Entegris, Inc. develops, manufactures, and supplies products and materials used in processing and manufacturing in the semiconductor and other high-technology industries worldwide. It operates in three segments: Contamination Control Solutions, Microenvironments, and Specialty Materials. The Contamination Control Solutions segment offers liquid filtration products, components and systems, and gas filtration products that purify, monitor, and deliver critical liquids and gases to the semiconductor manufacturing process and similar manufacturing processes. The Microenvironments segment provides wafer and reticle handling products, wafer shipping products, and data storage products to preserve the integrity of wafers, reticles, and electronic components at various stages of transport, processing, and storage. The Specialty Materials segment offers graphite components used in semiconductor equipment; and low-temperature, plasma-enhanced chemical vapor deposition coatings for c ritical components of semiconductor manufacturing equipment used in various stages of the manufacturing process. The company sells its products primarily through direct sales force, and strategic and independent distributors to integrated circuit device manufacturers, original equipment manufacturers (OEM), gas and chemical manufacturing companies, and high-precision electronics manufacturers; and electrical discharge machining customers, glass container manufacturers, aerospace manufacturers, and biomedical implantation device manufacturers, as well as flat panel display OEMs, materials suppliers, and end users.
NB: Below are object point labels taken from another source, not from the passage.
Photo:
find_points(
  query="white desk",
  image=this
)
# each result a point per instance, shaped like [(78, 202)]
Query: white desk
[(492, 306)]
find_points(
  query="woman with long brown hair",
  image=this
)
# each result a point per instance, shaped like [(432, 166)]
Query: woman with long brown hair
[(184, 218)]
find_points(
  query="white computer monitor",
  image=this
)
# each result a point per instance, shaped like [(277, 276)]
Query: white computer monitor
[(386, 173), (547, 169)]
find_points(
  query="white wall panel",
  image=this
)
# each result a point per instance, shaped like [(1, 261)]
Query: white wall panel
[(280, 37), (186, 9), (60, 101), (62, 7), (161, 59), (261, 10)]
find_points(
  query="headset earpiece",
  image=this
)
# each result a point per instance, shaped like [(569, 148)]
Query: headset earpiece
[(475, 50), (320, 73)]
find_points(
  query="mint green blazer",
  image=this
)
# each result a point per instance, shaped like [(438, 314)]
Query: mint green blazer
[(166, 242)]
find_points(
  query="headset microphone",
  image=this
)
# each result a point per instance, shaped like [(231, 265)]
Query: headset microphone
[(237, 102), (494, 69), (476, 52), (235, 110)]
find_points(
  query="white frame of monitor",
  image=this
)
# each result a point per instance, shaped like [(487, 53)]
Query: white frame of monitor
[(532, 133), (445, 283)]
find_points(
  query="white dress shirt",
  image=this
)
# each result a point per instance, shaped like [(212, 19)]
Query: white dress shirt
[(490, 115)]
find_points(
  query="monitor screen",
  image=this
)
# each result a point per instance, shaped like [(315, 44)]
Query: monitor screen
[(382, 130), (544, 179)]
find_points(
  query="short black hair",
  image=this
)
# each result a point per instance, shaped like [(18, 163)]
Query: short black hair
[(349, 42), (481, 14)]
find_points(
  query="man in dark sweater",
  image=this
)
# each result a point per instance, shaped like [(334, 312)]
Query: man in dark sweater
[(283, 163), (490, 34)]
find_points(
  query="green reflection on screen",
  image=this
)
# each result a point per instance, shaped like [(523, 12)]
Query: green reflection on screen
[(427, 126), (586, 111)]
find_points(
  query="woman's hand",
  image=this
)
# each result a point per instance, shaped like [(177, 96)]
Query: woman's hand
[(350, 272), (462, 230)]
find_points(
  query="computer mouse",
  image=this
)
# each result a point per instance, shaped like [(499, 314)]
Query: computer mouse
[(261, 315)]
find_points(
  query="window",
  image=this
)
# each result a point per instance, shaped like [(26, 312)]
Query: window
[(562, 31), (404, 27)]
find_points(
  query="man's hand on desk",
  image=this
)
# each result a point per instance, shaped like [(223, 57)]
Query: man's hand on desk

Entegris, Inc. was founded in 1966 and is headquartered in Billerica, Massachusetts.


Advisors’ Opinion:

  • [By Vanina Egea]

    ATMI supplies high performance materials, materials packaging and materials delivery systems for use in the manufacture of microelectronics devices worldwide. ATMI agreed to be acquired by Entegris (ENTG) for $1.15 billion, or $34 per share. The deal will provide a lot more of product offerings. The acquisition is expected to close during the second calendar quarter of 2014.

  • [By Jake L’Ecuyer]

    Equities Trading UP
    ATMI (NASDAQ: ATMI) shot up 25.51 percent to $33.80 after the company reported upbeat Q4 earnings. Entegris (NASDAQ: ENTG) announced its plans to acquire ATMI.

  • [By Michael Calia]

    Entegris Inc.(ENTG) agreed to acquire ATMI for $1.15 billion, a deal that would combine two semiconductor industry suppliers in Entegris’ bid to become a more global leader. Entegris shares surged 17% to $12 premarket, while ATMI rose 25% to $33.76, approaching the offer price of $34 a share.

  • [By Ben Axler]

    In the table below, we’ve listed a sample of small-cap semiconductor capital equipment stocks such as Entegris (ENTG), Advanced Energy Industries (AEIS), ATMI Inc. (ATMI), MKS Instruments (MKSI), Photronics Inc. (PLAB), Rudolph Technologies (RTEC),FormFactor (FORM) and Mattson Technology (MTSN). The peers trade at approximately 1.0x and 15.5x 2014E revenues and EPS, respectively. Furthermore, the average peer trades at 2.1x tangible book value. However, these multiples are based on average 2014E industry revenue and earnings growth of 18% and 119%, respectively. Axcelis is poised to grow at a rate substantially above the industry average.